Week 0 should feel like a reset. Instead, it feels less settled than last season, and less settled than even six months ago. The case, for now, is still wide open.
EXHIBIT A
The noise around the SCORE Act hasn’t quieted, despite Congress being in summer recess. This week, Charlie Baker emailed families registered with the NCAA eligibility center, urging support and warning that athletes could face “indefinite eligibility” without it.
That framing is scare politics: the SCORE Act isn’t about eligibility, it’s about power. And Baker’s letter conveniently left out the other aspects of the SCORE Act, which seek to preserve its regime where athletes are labeled “students” rather than workers, and where the NCAA’s authority remains shielded from meaningful legal accountability.
The House is expected to take up the bill when Congress reconvenes in September, but its path is uncertain. Even if it passes on partisan lines, the Senate hurdle is steep. And if it clears that, it still faces an executive branch already charting a different course under Trump’s “Saving College Sports” order, guided by Cody Campbell, who seeks to replace the NCAA with a federally sanctioned nonprofit modeled on the U.S. Olympic & Paralympic Committee, pooling media rights for greater revenue. But in practice, it risks creating a government-backed cartel that enshrines amateurism while cutting athletes off from litigation and labor rights.
For athletes, the stakes could not be higher. Court victories and state reforms have been the primary drivers of progress in college sports. The SCORE Act and related proposals would roll that back, centralizing control, blocking lawsuits, and shutting off hard-won gains in athlete rights. It will be interesting to watch: will it side with institutions seeking legal immunity, or with the athletes whose labor sustains a multibillion-dollar industry?
EXHIBIT B
One area of Title IX law that continues to attract attention is the rights of transgender athletes. We’ve seen high-profile cases like Lia Thomas, and just last week, transgender athlete Evie Parts from Swarthmore College filed a lawsuit against her school and the NCAA. Evie is challenging their decision to ban her from competing on the women’s track team because of her gender identity, arguing that this exclusion violates Title IX. Meanwhile, in Minnesota, female athletes in Female Athletes United v. Ellison this week presented a contrasting interpretation of Title IX, arguing that allowing transgender male athletes to compete in girls' sports violates Title IX’s protections by creating unfair competition.

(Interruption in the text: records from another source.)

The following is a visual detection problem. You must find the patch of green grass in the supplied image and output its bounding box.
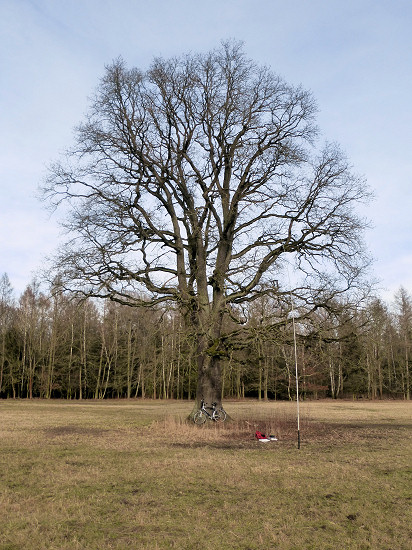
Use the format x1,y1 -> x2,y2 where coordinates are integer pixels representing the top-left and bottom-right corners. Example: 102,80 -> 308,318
0,401 -> 412,550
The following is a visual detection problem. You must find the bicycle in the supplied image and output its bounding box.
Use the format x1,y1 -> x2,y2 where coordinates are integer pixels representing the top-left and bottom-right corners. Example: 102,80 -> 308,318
193,399 -> 227,424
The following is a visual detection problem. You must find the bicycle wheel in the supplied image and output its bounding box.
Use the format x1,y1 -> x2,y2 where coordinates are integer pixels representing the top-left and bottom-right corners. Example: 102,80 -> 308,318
213,409 -> 227,422
193,411 -> 206,424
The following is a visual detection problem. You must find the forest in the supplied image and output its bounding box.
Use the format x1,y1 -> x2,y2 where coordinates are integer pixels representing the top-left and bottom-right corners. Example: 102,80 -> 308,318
0,274 -> 412,400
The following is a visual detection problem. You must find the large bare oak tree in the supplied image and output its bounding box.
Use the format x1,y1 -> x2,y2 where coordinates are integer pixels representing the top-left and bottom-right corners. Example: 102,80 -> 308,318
44,42 -> 367,410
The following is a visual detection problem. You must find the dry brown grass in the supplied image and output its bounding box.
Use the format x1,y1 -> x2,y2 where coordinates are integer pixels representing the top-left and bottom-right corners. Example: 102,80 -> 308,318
0,401 -> 412,550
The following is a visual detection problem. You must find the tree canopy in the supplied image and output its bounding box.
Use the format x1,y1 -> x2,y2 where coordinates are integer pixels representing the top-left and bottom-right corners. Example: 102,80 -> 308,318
44,42 -> 368,406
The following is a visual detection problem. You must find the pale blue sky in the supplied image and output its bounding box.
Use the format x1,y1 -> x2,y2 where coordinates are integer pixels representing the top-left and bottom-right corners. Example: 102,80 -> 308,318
0,0 -> 412,298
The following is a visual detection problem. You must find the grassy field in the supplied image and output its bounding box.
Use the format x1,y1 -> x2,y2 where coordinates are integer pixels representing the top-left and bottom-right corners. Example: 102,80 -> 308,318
0,400 -> 412,550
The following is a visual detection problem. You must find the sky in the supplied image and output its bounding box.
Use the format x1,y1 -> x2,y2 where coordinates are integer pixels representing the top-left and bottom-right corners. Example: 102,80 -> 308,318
0,0 -> 412,300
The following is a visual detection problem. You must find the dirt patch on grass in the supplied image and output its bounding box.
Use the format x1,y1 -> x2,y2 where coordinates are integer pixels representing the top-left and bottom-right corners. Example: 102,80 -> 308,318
43,425 -> 107,438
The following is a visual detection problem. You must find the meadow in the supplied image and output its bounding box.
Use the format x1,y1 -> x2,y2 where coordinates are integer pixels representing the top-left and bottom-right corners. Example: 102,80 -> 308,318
0,400 -> 412,550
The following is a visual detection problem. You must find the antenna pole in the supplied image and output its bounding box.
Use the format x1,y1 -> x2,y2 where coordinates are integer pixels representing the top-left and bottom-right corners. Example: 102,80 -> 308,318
290,293 -> 300,449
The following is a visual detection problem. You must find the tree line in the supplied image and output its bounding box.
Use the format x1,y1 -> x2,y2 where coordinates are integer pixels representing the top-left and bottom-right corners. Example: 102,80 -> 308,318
0,274 -> 412,399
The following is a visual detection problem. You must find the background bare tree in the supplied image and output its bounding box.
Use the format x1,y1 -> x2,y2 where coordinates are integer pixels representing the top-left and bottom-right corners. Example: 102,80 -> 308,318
44,42 -> 367,410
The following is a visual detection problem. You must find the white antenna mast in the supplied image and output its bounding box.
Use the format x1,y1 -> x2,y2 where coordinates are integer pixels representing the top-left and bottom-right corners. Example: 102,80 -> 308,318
290,291 -> 300,449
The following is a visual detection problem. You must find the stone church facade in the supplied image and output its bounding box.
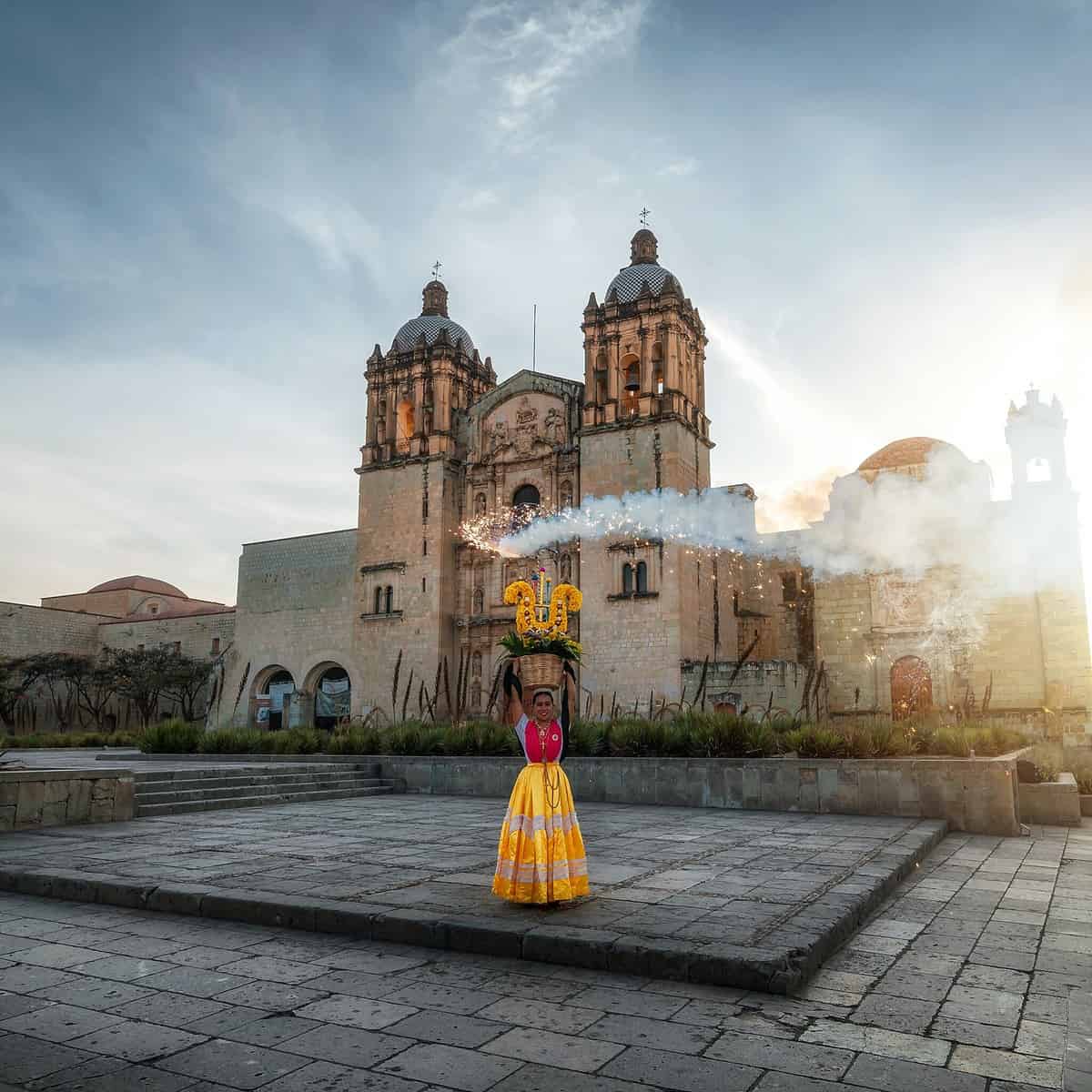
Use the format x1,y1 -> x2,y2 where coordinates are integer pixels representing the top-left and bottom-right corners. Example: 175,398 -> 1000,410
0,228 -> 1092,725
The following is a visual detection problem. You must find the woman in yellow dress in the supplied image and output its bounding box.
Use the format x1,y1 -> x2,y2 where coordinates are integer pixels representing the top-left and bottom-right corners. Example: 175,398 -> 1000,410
492,661 -> 589,905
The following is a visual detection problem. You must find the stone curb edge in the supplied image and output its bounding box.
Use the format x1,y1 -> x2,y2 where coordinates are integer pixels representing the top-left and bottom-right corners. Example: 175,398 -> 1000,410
0,824 -> 946,994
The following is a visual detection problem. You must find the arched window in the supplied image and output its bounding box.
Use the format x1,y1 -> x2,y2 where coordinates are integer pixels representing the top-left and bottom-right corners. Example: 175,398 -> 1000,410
594,353 -> 607,404
399,399 -> 415,449
512,485 -> 541,508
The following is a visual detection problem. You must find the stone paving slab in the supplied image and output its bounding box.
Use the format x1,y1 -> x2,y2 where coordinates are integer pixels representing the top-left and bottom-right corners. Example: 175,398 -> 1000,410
0,826 -> 1092,1092
0,796 -> 939,996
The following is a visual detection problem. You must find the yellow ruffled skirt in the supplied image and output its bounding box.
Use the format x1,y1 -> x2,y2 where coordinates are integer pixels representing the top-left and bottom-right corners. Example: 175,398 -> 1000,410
492,763 -> 589,903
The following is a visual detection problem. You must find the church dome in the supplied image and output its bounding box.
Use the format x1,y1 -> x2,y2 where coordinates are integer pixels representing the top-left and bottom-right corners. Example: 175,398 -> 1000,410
605,228 -> 682,304
86,577 -> 189,600
857,436 -> 966,470
394,280 -> 474,356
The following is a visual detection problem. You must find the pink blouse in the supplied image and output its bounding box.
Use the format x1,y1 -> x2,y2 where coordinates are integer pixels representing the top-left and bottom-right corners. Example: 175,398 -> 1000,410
515,715 -> 562,763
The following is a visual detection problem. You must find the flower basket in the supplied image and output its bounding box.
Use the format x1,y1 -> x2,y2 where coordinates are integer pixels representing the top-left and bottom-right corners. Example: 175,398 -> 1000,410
519,652 -> 564,693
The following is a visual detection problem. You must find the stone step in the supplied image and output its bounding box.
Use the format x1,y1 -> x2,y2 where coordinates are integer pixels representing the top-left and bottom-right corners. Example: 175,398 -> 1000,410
136,784 -> 394,819
133,763 -> 379,784
136,770 -> 378,796
136,777 -> 389,804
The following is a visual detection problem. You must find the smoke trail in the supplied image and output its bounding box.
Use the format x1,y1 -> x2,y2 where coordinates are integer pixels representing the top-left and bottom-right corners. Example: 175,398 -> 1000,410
496,449 -> 1079,594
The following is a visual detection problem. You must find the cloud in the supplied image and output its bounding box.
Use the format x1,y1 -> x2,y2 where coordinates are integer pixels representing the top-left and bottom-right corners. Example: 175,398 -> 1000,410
657,157 -> 698,178
459,189 -> 500,212
442,0 -> 649,147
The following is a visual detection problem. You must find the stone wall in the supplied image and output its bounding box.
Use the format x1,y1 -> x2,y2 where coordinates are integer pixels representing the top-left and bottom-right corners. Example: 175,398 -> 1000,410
224,530 -> 356,724
98,611 -> 235,660
372,755 -> 1020,836
0,602 -> 105,656
0,770 -> 133,831
682,661 -> 808,714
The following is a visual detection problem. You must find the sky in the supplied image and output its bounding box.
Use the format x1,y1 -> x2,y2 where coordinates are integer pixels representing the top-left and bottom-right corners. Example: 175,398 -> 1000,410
0,0 -> 1092,602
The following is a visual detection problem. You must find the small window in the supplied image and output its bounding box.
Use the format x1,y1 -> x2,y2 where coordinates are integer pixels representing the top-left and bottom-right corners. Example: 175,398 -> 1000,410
512,485 -> 541,508
781,572 -> 796,604
1027,458 -> 1050,481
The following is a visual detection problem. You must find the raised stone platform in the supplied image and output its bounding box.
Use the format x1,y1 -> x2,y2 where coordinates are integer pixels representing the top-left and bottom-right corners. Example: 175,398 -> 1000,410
0,796 -> 945,993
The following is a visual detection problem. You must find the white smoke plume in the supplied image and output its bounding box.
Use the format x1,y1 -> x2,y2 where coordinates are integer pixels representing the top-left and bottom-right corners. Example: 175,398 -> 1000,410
497,449 -> 1079,594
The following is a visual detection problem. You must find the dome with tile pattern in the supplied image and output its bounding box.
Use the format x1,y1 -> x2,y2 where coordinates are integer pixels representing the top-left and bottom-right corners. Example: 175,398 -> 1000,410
605,228 -> 682,304
394,280 -> 474,356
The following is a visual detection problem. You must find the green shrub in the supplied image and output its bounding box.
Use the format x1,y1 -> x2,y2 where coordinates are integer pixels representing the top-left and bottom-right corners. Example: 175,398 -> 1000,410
200,728 -> 270,754
568,721 -> 607,758
688,713 -> 750,758
140,720 -> 206,754
440,721 -> 520,754
932,726 -> 973,758
380,721 -> 444,754
271,727 -> 327,754
327,724 -> 383,754
0,732 -> 141,750
607,716 -> 688,758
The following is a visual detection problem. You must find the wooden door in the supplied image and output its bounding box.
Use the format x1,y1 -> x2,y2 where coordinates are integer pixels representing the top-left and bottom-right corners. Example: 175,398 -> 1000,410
891,656 -> 933,721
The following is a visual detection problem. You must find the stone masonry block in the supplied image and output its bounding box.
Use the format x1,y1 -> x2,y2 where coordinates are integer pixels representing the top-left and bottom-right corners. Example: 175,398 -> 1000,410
66,777 -> 91,823
15,781 -> 45,826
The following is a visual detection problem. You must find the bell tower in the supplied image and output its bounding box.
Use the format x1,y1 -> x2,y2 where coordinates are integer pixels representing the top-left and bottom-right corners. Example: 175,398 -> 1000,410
1005,388 -> 1070,500
581,228 -> 713,492
580,224 -> 715,701
354,277 -> 497,704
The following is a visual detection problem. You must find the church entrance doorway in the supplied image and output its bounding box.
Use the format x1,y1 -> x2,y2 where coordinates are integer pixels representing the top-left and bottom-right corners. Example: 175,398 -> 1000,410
891,656 -> 933,721
257,670 -> 296,732
315,664 -> 353,730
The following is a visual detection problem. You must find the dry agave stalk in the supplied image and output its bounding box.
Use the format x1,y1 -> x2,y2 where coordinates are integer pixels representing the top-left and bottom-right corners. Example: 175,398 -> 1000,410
402,667 -> 413,721
391,649 -> 402,720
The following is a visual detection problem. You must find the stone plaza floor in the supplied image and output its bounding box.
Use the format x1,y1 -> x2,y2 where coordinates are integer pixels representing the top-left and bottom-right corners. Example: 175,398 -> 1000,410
0,816 -> 1092,1092
0,795 -> 944,992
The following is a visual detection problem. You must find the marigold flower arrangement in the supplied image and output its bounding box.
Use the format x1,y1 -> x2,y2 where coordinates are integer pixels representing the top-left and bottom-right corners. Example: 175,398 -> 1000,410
500,569 -> 583,662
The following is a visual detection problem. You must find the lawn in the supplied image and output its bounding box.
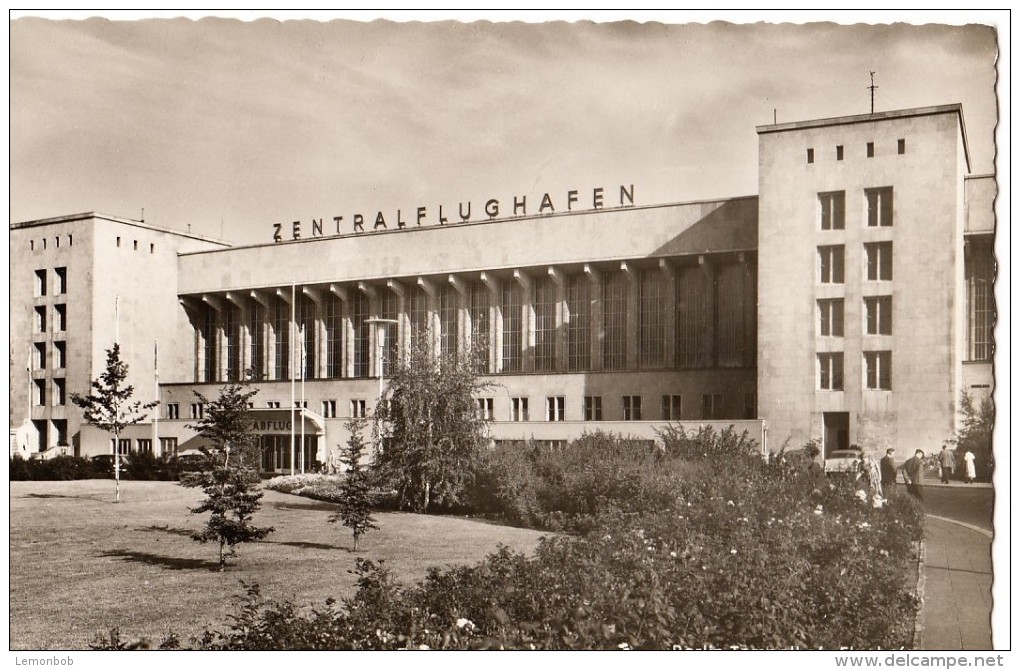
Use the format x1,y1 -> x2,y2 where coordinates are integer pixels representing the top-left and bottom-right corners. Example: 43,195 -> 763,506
10,479 -> 543,650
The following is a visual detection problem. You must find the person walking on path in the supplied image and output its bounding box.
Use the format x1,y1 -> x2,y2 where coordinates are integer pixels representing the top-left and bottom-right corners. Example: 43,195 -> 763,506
903,449 -> 924,500
963,450 -> 977,483
878,449 -> 896,489
938,445 -> 956,483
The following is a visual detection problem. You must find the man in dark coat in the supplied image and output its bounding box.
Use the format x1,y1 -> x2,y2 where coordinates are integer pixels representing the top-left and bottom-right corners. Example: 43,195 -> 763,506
878,449 -> 896,485
903,449 -> 924,500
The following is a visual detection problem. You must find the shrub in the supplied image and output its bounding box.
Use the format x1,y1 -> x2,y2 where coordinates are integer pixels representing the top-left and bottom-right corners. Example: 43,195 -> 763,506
265,474 -> 343,503
10,454 -> 32,481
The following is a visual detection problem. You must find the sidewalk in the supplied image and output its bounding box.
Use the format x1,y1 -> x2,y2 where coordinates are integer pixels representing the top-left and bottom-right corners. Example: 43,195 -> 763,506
919,511 -> 991,650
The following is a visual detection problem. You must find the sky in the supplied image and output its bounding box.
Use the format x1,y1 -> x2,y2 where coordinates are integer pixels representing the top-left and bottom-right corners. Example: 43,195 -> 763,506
10,12 -> 997,244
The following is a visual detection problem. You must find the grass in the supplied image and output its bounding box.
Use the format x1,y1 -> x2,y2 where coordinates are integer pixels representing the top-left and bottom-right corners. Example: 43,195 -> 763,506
10,479 -> 543,650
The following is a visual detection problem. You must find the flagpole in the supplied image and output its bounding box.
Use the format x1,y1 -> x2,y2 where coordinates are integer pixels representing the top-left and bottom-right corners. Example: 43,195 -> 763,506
287,284 -> 297,474
152,340 -> 163,458
301,323 -> 306,474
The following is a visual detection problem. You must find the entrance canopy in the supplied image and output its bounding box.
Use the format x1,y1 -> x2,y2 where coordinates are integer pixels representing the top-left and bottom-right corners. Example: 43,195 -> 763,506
249,407 -> 325,435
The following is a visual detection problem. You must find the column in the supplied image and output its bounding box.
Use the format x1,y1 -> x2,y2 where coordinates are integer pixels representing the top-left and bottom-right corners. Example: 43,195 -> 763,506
659,258 -> 676,370
584,263 -> 606,370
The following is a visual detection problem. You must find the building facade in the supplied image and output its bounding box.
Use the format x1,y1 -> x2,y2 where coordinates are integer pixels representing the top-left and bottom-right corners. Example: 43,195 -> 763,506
11,105 -> 996,471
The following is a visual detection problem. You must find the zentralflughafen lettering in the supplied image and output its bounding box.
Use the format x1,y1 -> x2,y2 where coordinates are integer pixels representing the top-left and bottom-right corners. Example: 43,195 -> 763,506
272,184 -> 634,242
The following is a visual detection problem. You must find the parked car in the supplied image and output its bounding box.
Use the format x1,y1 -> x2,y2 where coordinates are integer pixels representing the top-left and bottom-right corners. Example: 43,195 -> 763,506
825,449 -> 864,474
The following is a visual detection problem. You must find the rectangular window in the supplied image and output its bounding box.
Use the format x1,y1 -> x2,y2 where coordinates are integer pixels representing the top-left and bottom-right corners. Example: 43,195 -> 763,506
248,301 -> 265,381
546,396 -> 564,421
534,276 -> 560,372
818,352 -> 843,391
864,242 -> 893,281
818,245 -> 846,284
864,187 -> 893,227
53,267 -> 67,295
864,351 -> 893,391
325,294 -> 344,379
818,298 -> 844,338
662,396 -> 680,421
676,267 -> 712,369
440,284 -> 458,359
510,398 -> 527,421
159,437 -> 177,456
864,296 -> 893,334
297,294 -> 318,379
379,289 -> 400,377
477,398 -> 494,421
469,284 -> 491,372
202,305 -> 217,381
223,303 -> 241,381
818,191 -> 847,230
351,291 -> 371,378
567,273 -> 592,370
602,271 -> 627,370
272,296 -> 291,379
964,241 -> 996,361
638,268 -> 666,367
500,279 -> 521,372
702,394 -> 723,421
623,396 -> 641,421
407,286 -> 431,342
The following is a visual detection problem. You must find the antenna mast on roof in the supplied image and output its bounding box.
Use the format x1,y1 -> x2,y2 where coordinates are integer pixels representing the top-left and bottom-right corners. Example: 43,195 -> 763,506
868,70 -> 878,114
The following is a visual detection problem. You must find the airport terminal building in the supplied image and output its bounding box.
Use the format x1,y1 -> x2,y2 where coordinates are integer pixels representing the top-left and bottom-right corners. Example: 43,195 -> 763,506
10,105 -> 996,471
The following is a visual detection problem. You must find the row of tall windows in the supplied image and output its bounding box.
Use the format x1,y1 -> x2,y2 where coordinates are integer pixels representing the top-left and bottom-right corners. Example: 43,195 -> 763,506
199,263 -> 756,381
818,351 -> 893,391
818,187 -> 893,230
476,393 -> 757,421
818,242 -> 893,284
818,296 -> 893,338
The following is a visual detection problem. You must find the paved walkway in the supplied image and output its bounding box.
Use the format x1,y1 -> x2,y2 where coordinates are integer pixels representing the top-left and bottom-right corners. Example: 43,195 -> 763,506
920,515 -> 992,650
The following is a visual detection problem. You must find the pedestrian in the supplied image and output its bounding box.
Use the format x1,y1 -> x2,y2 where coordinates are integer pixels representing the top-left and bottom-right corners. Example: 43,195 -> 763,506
963,449 -> 977,483
903,449 -> 924,500
938,445 -> 956,483
878,449 -> 896,485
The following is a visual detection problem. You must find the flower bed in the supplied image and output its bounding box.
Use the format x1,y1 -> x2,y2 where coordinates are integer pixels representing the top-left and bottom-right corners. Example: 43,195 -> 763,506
185,435 -> 921,649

At their core, these cases ask a fundamental question that needs clarification: What does Title IX really protect? Does it include transgender athletes, and what happens when schools or governing bodies try to sidestep those protections?
ON THE DOCKET
With power in college sports increasingly consolidating among the biggest players, which we are seeing through the creation of the College Sports Commission and the potential passing of the SCORE Act, small and mid-major schools are bracing for what’s ahead. I’m both interested and encouraged by the new coalition of mid-major conferences formed to lobby Capitol Hill and fight for their place in the future of college athletics. Without strong representation from non-Power Four schools, college sports risk evolving into a two-tiered system where smaller programs and their athletes are marginalized, facing diminished opportunities for fair compensation and exposure.
FOOTNOTES
“The nationwide case law reveals a clear split…In the current era of NIL compensation, eligibility rules are commercial in nature. They dictate the number of years a student-athlete can market and profit from an NCAA Division I career.…Moreover, eligibility is even more commercial now that the [NCAA vs House] settlement has been approved.”
U.S. District Judge John Preston Bailey in a ruling that cleared four WVU football players to compete this season, deciding their junior college years should not count toward the NCAA’s restrictive five-year eligibility limit (via govinfo.gov).